His words frightened me more than his ghastly look. Who? I wanted to ask. Who is coming?

He grabbed my face and pulled me close to his until we were inches apart. Dirt was etched in his pores, on the liens on his face, and his irises were rimmed red. As if he had heard my thoughts, my brother replied, "The Dark One."

****

How...?

I didn't know what to do. Tony didn't say much after the garbled warning and instead withdrew into this pale, shuddering shell. I didn't think it appropriate to keep pushing in, especially as it'd been so long since I saw him. I led him to the sofa in the living room with the fire. His stumbling gait was like an old man's, his joints stiff and his muscles wasted. It took him forever to relax enough to sit; he was so agitated. The light from the fire threw his shadow onto the walls. Almost without thinking, I darted up to his room and yanked the blanket off his bed to take downstairs. The room hadn't been touched since he left. My parents never went in since the day he vanished. The door was never locked, but nobody touched it and kept well clear even when passing it in the corridor. I opened the window, releasing the decades of stagnant air, throwing moonlight onto the mouldy carpet.

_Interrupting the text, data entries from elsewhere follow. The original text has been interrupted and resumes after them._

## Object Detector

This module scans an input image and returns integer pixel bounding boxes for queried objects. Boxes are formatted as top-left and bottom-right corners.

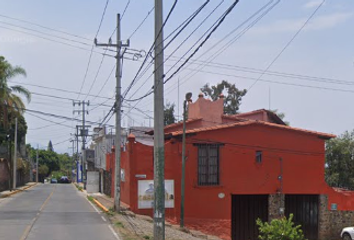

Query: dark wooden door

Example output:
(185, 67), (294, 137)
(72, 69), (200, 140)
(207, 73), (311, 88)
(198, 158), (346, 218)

(231, 195), (268, 240)
(285, 195), (318, 240)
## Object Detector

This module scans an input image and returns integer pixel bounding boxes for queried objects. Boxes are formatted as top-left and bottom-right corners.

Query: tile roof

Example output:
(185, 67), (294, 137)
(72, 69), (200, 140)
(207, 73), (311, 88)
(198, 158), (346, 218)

(169, 120), (336, 139)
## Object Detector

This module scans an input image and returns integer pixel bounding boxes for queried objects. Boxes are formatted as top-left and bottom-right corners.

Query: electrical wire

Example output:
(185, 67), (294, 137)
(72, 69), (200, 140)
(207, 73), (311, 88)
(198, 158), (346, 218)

(122, 0), (178, 99)
(77, 0), (109, 99)
(167, 0), (280, 95)
(164, 0), (239, 84)
(128, 6), (155, 39)
(130, 1), (216, 98)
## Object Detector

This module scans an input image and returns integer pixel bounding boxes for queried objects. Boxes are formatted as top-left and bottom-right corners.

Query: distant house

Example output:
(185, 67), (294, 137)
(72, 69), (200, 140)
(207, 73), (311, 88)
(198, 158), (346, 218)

(107, 94), (354, 240)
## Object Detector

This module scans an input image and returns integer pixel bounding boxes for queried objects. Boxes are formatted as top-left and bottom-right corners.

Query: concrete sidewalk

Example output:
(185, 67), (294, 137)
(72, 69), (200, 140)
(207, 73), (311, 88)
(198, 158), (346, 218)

Dust had settled over his action figures, ones I would have killed for as a kid, with their shiny armour and changeable heads. A few of the posters of his favourite movies as a kid had fallen off the wall and lay in a limp pile on the wooden floor. I remembered looking at them with resentment back then because I had begged for the same, but my parents said we could share – what point was there in purchasing duplicates? He made me share my stuff, but Tony never let me share his. He was eight years older and yet he never acted like a caring older brother who would look out for me. No, I was his punch bag and a source of ridicule, but I looked up to him. Back then, I needed him more than he needed me.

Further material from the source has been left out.